Visit NBCNews.com for breaking news, world news, and news about the economy

I had a hard day yesterday. I was down because of the email on Friday, and then spent all Saturday morning trying to find a park near our new house that has swings that Grayson can use. There are none, and that just made me even more down. After very long day and much protest at bedtime, I finally got both kids asleep and decided to catch up on some TV. I needed something light and funny, so I chose Big Bang Theory (one of my faves).

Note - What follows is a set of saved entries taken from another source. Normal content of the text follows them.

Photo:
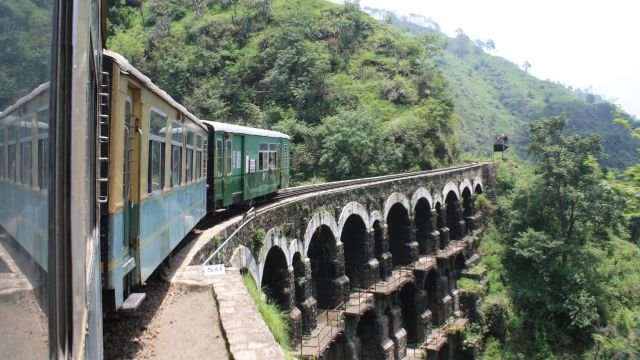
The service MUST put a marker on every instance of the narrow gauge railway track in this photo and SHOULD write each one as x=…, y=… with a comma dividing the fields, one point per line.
x=308, y=189
x=288, y=193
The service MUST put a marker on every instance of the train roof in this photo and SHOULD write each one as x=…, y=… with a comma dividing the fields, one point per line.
x=239, y=129
x=125, y=66
x=35, y=92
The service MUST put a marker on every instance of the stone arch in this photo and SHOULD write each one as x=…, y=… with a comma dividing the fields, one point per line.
x=455, y=223
x=466, y=184
x=275, y=278
x=459, y=264
x=404, y=249
x=299, y=272
x=421, y=193
x=330, y=286
x=370, y=336
x=393, y=199
x=477, y=185
x=450, y=187
x=353, y=208
x=431, y=286
x=319, y=219
x=409, y=311
x=242, y=258
x=358, y=251
x=273, y=238
x=422, y=220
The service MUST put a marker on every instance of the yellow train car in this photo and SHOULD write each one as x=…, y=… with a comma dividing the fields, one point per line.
x=156, y=179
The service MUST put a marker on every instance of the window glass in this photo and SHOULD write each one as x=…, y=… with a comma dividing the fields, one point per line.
x=25, y=159
x=285, y=156
x=189, y=165
x=43, y=148
x=156, y=166
x=219, y=158
x=176, y=165
x=198, y=164
x=25, y=66
x=228, y=153
x=2, y=161
x=158, y=124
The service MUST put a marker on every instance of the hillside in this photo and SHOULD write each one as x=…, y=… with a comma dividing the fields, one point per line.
x=494, y=96
x=357, y=96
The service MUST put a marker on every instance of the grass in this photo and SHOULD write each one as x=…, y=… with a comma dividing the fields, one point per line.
x=276, y=319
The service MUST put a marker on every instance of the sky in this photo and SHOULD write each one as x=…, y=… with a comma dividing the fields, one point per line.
x=584, y=44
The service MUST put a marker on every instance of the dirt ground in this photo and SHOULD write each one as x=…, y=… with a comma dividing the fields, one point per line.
x=173, y=322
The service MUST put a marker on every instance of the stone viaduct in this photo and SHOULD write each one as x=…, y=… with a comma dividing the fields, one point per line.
x=405, y=241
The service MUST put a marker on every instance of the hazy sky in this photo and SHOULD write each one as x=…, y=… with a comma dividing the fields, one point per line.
x=579, y=43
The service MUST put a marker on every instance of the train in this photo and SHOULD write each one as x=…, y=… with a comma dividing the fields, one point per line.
x=102, y=174
x=167, y=170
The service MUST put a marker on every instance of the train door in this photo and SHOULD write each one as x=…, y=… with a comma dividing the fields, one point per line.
x=130, y=193
x=218, y=179
x=228, y=171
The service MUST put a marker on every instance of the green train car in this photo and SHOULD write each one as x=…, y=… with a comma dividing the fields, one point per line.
x=244, y=164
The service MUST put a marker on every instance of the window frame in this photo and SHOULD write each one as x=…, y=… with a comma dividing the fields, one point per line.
x=160, y=142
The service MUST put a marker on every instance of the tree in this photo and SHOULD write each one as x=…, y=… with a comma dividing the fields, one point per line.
x=567, y=209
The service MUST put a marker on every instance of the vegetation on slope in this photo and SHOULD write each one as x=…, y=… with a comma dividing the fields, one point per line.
x=358, y=97
x=276, y=319
x=562, y=269
x=494, y=96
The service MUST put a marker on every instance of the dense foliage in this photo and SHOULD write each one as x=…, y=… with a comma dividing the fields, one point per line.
x=25, y=57
x=562, y=270
x=358, y=97
x=494, y=96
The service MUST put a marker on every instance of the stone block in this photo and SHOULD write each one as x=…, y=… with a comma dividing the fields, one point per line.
x=400, y=344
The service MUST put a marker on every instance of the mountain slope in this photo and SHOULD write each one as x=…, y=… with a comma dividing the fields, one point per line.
x=357, y=96
x=494, y=96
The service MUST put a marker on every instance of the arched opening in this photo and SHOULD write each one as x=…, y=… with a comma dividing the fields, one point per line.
x=453, y=216
x=468, y=209
x=379, y=248
x=325, y=269
x=369, y=336
x=354, y=238
x=431, y=285
x=275, y=278
x=460, y=264
x=423, y=226
x=443, y=353
x=299, y=278
x=409, y=314
x=399, y=235
x=442, y=225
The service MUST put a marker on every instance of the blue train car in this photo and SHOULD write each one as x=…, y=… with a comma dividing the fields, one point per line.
x=157, y=178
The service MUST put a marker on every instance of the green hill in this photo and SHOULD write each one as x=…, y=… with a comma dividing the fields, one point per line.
x=494, y=96
x=358, y=97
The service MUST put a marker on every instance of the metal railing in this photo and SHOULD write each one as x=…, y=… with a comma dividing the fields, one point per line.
x=246, y=219
x=317, y=342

A few minutes into the episode there was a scene where two of the female characters are discussing something they are working on and start making jokes about sick and dying people with brain lesions. Which, ha ha, is so funny, unless…oh wait! unless you have a kid who is sick and dying with brain lesions (and who can’t get access to a drug to help him- aaaa!). So much for distracting, mindless TV. And then I remembered another blogger I read writing about how another CBS show was making fun of someone with albinism- and her little boy has albinism. So, I say- shame on you, CBS, shame on you.

Unfortunately, there is lots of negativity and disappointment swirling around in my head right now, and I’m not sure how to get out of this funk. Hopefully a busy, scheduled week and cooler weather will help lift my mood a little!

Bead Inspired

Saturday night was the Bead Inspired event for Beads of Courage. And inspired we were. Despite heavy rain throughout the evening (at an outdoor event), many, many people came out to support this organization and our family. I didn’t take many pictures personally, but there was a photographer at the event and I will share pictures when I see them!

Grayson, looking so handsome in his bow-tie and cap, proudly displayed his beads on his chair. I said it in my last post, but he did SO WELL the entire night, even giving high fives at the beginning of the event. I’m so, so proud of this guy- my hero.

I had the amazing opportunity to share Grayson’s story at the event, and this truly was one of the most special moments of my life. The video below is my speech; unfortunately, at the end, some of my “thank you s” didn’t get recorded. To read my speech in it’s entirety, click here. Also, as you watch, notice Grayson grabbing his Daddy’s hand- so sweet.

After my speech, bead artist Diane Woodall presented Grayson with unique, handmade beads that she made especially for him. What an awesome gift for our little boy- we will surely treasure them forever.

Have you ever seen anything more precious? 
 

Grayson was also given this Tiger bead from Team Beads of Courage that has been carried in several marathons, as well as a second Bob and Larry from another bead artist. Such cool additions to his strand of beads!

I was given this beautiful handmade necklace, with stamped charms reading Bead Strong, Inspire, Love Life, and Make Every Moment Matter. It’s easy to say these things, and to say I try to do them every day, but the daily struggle of living with and caring for a sick child is difficult and frustrating at times. However, thanks in part to Beads of Courage, I am committed to being strong for Grayson. I want to inspire other families traveling similar difficult journeys, to remember I have a GREAT life that I love despite the difficulties and heartache. I also want to strive to make each and every moment count, because we don’t know how many we will have with our little boy.

Thank you again to my friends, family, and all those who came Saturday night. Thank you especially to Beads of Courage, and to Christy and Debbie for choosing Grayson and for the incredible amount of work you put in to make this night so special. It is such an honor to be involved in something so much bigger than myself.

Grayson loved his big night, but was definitely ready for bed by the end!